We're pretty sure you wouldn't enjoy walking this close to a coal-fired power plant.
Wind Power Non-Facts: Some Things You May Have Heard That Aren’t Completely True
Every new technology seems to bring with it the fear of the new and the unknown. When Thomas Jefferson introduced tomatoes to America, many believed the rumors that they were poisonous. Some people thought electricity was the work of the devil. You may have heard some similar "urban legends" about wind power. Here are some of the most common ones. Many of the myths surrounding wind power come from people believing that if wind turbines are placed in their communities, they will be right next door to their houses. You don’t put commercial wind turbines right next to houses, because houses block the wind. You put wind turbines in isolated fields, valleys and hilltops, removed from the houses, because that is where the wind blows free and steady.
- Wind turbines kill birds. Do birds sometimes fly into wind towers? Yes. They also fly into houses, factories, telephone poles, cars, trucks, boats, planes, antennas, plate glass windows…and, of course, smokestacks and poisonous smog from fossil fuel plants. Birds fly into every man-made structure ever made. Wind farm planners generally work with environmental groups to ensure that their towers aren’t sited along migratory routes. There is genuine concern to minimize impact. We wish all industries were so conscientious.
- Wind turbines are noisy. At a range of 1,000 feet, a typical wind turbine makes as much noise as a refrigerator. For comparison, try standing within 1,000 feet of a typical power plant or factory. Wind turbines also make a gentle, whooshing sound, like the wind itself. Compare that to your neighbor’s air conditioner or furnace.
- Wind turbines hurl ice around. Scary, huh? A wind turbine icing up and throwing chunks of ice like a catapult. Only problem is, this doesn’t happen. When turbines ice up, the rotors lose their aerodynamic shape, and the turbine slows to a stop. Same reasons planes don’t fly until they’re de-iced. With the turbine stopped, ice may fall to the ground…just as it falls from the eaves of your house. You want to be careful walking directly underneath them, just as you want to be careful walking near you home. People who live in cold climates know this! This issue continues to be argued…with much science being offered by both sides…but at this point, it’s all science fiction because it’s never actually happened.
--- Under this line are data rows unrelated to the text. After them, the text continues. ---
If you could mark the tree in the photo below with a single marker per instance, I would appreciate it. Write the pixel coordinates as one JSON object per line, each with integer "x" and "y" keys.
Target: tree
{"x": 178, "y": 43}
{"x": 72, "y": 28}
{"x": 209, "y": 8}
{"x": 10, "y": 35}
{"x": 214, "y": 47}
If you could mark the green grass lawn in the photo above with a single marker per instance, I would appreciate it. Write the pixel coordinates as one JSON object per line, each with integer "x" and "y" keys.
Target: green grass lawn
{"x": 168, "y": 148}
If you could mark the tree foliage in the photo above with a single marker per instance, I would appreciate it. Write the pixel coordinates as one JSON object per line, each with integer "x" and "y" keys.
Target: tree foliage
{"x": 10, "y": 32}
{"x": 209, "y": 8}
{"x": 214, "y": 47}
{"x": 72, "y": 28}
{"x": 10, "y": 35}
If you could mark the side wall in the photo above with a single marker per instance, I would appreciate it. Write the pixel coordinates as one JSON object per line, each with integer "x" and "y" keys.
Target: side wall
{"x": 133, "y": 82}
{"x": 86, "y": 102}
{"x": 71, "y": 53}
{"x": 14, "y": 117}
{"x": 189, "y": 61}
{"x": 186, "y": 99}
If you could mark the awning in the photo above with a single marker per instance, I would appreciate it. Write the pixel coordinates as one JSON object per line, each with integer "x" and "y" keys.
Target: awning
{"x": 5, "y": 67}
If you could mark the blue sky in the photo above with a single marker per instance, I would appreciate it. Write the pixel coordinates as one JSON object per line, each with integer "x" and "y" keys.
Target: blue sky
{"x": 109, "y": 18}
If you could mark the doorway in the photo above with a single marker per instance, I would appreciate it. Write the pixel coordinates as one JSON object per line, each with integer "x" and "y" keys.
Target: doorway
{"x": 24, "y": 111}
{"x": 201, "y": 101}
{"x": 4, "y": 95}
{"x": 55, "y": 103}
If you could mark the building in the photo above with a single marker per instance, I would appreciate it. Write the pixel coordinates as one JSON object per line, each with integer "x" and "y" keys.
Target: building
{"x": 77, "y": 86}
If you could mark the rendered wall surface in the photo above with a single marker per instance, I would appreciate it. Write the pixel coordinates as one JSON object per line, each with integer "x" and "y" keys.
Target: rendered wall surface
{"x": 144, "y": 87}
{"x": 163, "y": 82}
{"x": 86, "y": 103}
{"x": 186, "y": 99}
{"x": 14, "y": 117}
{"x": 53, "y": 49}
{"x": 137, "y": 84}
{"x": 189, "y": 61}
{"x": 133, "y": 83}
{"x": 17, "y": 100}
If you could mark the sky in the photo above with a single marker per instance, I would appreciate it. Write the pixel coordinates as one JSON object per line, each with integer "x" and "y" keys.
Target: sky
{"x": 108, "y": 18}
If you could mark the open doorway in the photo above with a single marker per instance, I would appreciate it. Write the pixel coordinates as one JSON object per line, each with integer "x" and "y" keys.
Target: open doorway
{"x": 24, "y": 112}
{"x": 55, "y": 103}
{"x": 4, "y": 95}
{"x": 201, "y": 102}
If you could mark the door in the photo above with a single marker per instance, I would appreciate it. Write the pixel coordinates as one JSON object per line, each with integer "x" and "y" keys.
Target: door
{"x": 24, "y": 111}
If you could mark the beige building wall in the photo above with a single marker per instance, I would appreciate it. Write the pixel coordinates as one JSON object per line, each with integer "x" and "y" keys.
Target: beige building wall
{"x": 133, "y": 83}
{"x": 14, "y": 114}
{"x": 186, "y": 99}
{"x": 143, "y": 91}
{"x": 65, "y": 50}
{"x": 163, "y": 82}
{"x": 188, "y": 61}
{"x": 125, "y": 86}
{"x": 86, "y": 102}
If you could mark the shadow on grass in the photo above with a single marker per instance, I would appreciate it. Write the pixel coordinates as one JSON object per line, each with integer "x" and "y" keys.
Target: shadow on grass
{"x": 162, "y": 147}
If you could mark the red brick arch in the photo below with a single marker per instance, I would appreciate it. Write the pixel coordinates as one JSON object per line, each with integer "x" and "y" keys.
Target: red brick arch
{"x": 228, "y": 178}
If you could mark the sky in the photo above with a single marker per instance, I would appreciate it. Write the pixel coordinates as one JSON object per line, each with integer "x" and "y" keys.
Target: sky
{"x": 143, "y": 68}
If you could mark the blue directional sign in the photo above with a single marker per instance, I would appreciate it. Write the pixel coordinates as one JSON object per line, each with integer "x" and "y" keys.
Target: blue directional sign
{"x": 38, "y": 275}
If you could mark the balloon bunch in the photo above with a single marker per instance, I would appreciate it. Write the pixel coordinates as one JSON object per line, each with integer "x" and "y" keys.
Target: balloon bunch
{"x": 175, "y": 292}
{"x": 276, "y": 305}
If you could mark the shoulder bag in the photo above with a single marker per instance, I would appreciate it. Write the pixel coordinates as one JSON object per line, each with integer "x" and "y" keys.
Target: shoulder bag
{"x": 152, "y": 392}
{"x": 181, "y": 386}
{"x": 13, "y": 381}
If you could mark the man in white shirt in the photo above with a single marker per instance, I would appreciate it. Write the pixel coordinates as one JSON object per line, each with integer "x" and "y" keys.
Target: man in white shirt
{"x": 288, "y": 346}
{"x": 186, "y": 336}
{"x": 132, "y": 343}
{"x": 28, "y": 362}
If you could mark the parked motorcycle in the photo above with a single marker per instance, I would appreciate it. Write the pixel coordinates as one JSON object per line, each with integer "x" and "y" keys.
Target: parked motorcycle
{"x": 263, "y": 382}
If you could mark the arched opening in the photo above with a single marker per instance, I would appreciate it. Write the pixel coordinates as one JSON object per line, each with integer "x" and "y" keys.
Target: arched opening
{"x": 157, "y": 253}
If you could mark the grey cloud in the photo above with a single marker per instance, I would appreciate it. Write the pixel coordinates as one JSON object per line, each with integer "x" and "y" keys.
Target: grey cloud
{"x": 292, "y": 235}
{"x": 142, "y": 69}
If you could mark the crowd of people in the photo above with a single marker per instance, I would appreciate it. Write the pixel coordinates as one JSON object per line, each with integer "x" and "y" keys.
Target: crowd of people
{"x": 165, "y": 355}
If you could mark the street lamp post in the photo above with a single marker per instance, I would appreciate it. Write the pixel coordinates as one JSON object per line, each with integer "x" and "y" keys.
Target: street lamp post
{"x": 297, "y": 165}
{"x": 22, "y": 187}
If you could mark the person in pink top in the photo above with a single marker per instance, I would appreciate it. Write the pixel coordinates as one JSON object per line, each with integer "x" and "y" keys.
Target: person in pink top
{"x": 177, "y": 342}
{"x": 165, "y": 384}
- Wind turbines will make you sick from "shadow flicker." Another scary one, this time medically scary. The idea is that the sun, passing directly behind a moving wind turbine as it rises or sets, will "flicker," causing illness. Once again, this very scary thing has never actually happened. The wind industry does recognize that the "flicker" can happen for a few minutes at sunup or sundown, under very specific circumstances, and that it can be an annoyance, and this is taken into account during site planning.

Whatever your species, the truth about wind power is that wind turbines make good neighbors.